Some local television station newscasts are being anchored by journalists from outside the local market – in some cases, they're not even in the same state. The outsourcing saves money for corporate owners but the Shop Talk panelists feel the audience ends up paying the price.
Panelist Jasmine Crighton called it an “absolutely horrible” concept. She said it’s more likely that street and town names will be mispronounced, and she feels newscasts lose credibility when they’re anchored by someone who’s nowhere near the community that’s supposedly being served.
Crighton said there is no reason to outsource anchoring except to save money. She said there is no shortage of well-trained people looking to anchor newscasts.

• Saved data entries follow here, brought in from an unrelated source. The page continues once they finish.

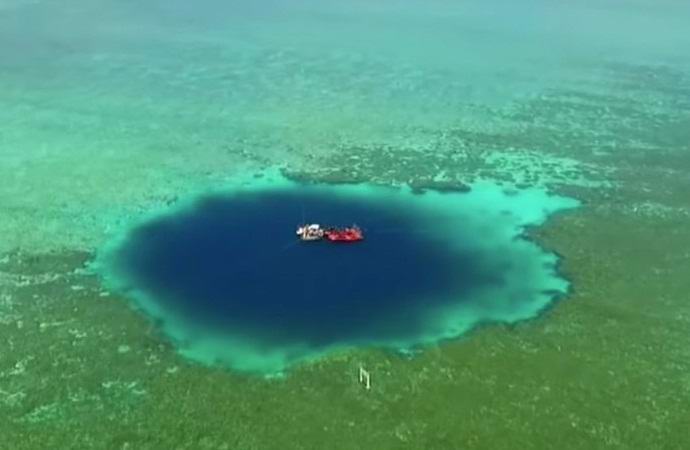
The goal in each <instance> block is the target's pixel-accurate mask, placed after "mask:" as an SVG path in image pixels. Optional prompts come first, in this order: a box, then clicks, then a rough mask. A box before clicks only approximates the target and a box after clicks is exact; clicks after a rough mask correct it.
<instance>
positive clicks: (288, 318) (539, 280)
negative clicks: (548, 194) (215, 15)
mask: <svg viewBox="0 0 690 450" xmlns="http://www.w3.org/2000/svg"><path fill="white" fill-rule="evenodd" d="M240 186H242V187H240V188H237V190H235V191H230V192H228V193H226V194H224V195H220V194H217V196H215V197H201V198H199V199H197V200H191V199H190V203H189V204H186V205H185V206H183V207H181V208H179V209H177V210H175V209H173V210H172V211H167V212H165V213H164V214H163V215H162V216H159V217H157V218H155V217H153V218H151V219H148V220H147V221H145V222H143V223H142V224H140V225H138V226H136V227H134V228H133V229H131V230H129V229H124V230H123V234H122V239H121V240H117V241H114V242H113V243H112V244H111V245H109V246H107V247H106V249H105V250H103V252H102V253H101V255H100V256H99V258H98V259H97V261H96V262H95V264H94V269H95V270H96V271H97V272H98V273H99V274H100V275H101V276H103V278H104V280H105V281H106V284H107V285H109V286H110V287H111V288H113V289H115V290H118V291H120V292H123V293H125V295H126V296H129V297H130V298H131V299H133V300H134V302H135V305H136V306H137V307H138V308H140V309H142V310H143V311H144V312H145V313H147V314H148V315H150V316H152V317H153V318H155V319H157V321H159V322H160V323H162V324H163V328H164V330H165V332H166V333H167V334H168V335H169V336H170V337H171V338H172V339H173V340H174V341H175V342H176V343H177V344H178V347H179V348H180V350H181V351H182V353H183V354H185V355H187V356H188V357H190V358H192V359H194V360H197V361H202V362H205V363H220V364H223V365H227V366H229V367H232V368H235V369H240V370H249V371H254V372H263V373H276V372H280V371H283V370H284V369H286V368H288V367H289V366H290V365H292V364H294V363H296V362H300V361H304V360H308V359H313V358H315V357H318V356H321V355H324V354H326V353H328V352H331V351H333V350H335V349H342V348H351V347H360V346H383V347H387V348H391V349H395V350H410V349H412V348H415V347H418V346H420V345H424V344H431V343H435V342H438V341H440V340H444V339H450V338H456V337H458V336H460V335H461V334H463V333H465V332H466V331H468V330H469V329H471V328H472V327H474V326H475V325H477V324H480V323H485V322H509V323H512V322H515V321H518V320H524V319H527V318H531V317H534V316H535V315H536V314H538V313H539V312H541V311H542V310H543V309H544V308H546V307H547V306H548V305H549V304H550V303H551V302H553V301H554V300H555V299H557V298H558V297H560V296H562V295H563V294H565V293H566V292H567V289H568V282H567V281H566V280H564V279H562V278H561V277H560V276H559V275H558V274H557V272H556V266H557V262H558V261H557V258H556V257H555V255H553V254H551V253H548V252H546V251H544V250H542V249H540V248H539V247H538V246H537V245H535V244H533V243H531V242H529V241H527V240H525V239H524V238H521V237H520V236H521V234H522V232H523V231H524V229H525V227H527V226H534V225H539V224H541V223H542V222H543V221H545V220H546V219H547V218H548V216H549V215H551V214H553V213H555V212H558V211H561V210H565V209H570V208H573V207H575V206H576V205H577V202H575V201H574V200H572V199H568V198H563V197H557V196H551V195H548V194H547V193H546V192H545V191H543V190H539V189H531V190H523V191H510V192H508V191H506V190H505V189H503V188H501V187H500V186H497V185H492V184H478V185H475V186H474V188H473V189H472V190H471V191H470V192H469V193H438V192H434V191H428V192H426V193H424V194H421V195H420V194H414V193H412V191H411V190H409V189H392V188H383V187H372V186H365V185H360V186H340V187H328V186H311V187H306V186H300V185H299V184H296V183H293V182H289V181H287V180H285V179H282V178H280V177H279V176H275V177H274V178H272V179H269V180H268V181H263V180H262V181H261V182H257V181H256V179H255V180H254V181H252V182H249V183H248V184H240ZM329 199H330V200H329ZM270 205H273V206H270ZM300 210H302V211H304V210H306V212H307V213H308V214H309V217H310V218H311V219H317V218H318V221H320V222H324V221H325V223H333V221H335V223H336V224H338V223H339V222H343V221H346V222H345V224H347V220H348V219H349V220H351V221H356V222H358V223H359V224H360V225H361V226H363V227H364V228H365V229H366V230H367V239H366V240H365V242H363V243H361V244H355V245H350V246H348V247H342V246H341V247H332V246H323V245H322V246H318V245H319V244H317V246H314V244H311V245H310V244H307V246H305V245H304V244H299V243H298V242H296V241H295V238H294V236H293V233H294V226H295V224H297V223H299V220H300V219H299V218H300ZM176 211H177V212H176ZM262 236H264V237H262Z"/></svg>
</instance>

And she pointed out an anchor often serves as a newsroom’s managing editor, something that’s lost when the anchoring is outsourced.
Panelist Will Buss agreed that a newscast’s credibility is hurt when the news anchoring it outsourced. He said anchors need to know the communities they’re talking about.
Buss said newspapers have talked about establishing centralized locations for editing stories. He disagrees with that idea. He doubts a copy editor in, for example, Wichita, Kansas, would be able to provide worthwhile feedback on stories about politicians, businesses, and landmarks in the St Louis Metro East area and might not know the proper spelling for the names of people and places.
Panelist Rich Egger said the issue is part of the ongoing battle between good journalism and profit-driven corporations. He said conglomerates that buy local newspapers and radio and television stations are looking to make money and don’t seem interested in serving their communities with news and information.
Jasmine Crighton is News Director of NEWS3 at Western Illinois University and Will Buss is the Director of Student Publications at WIU.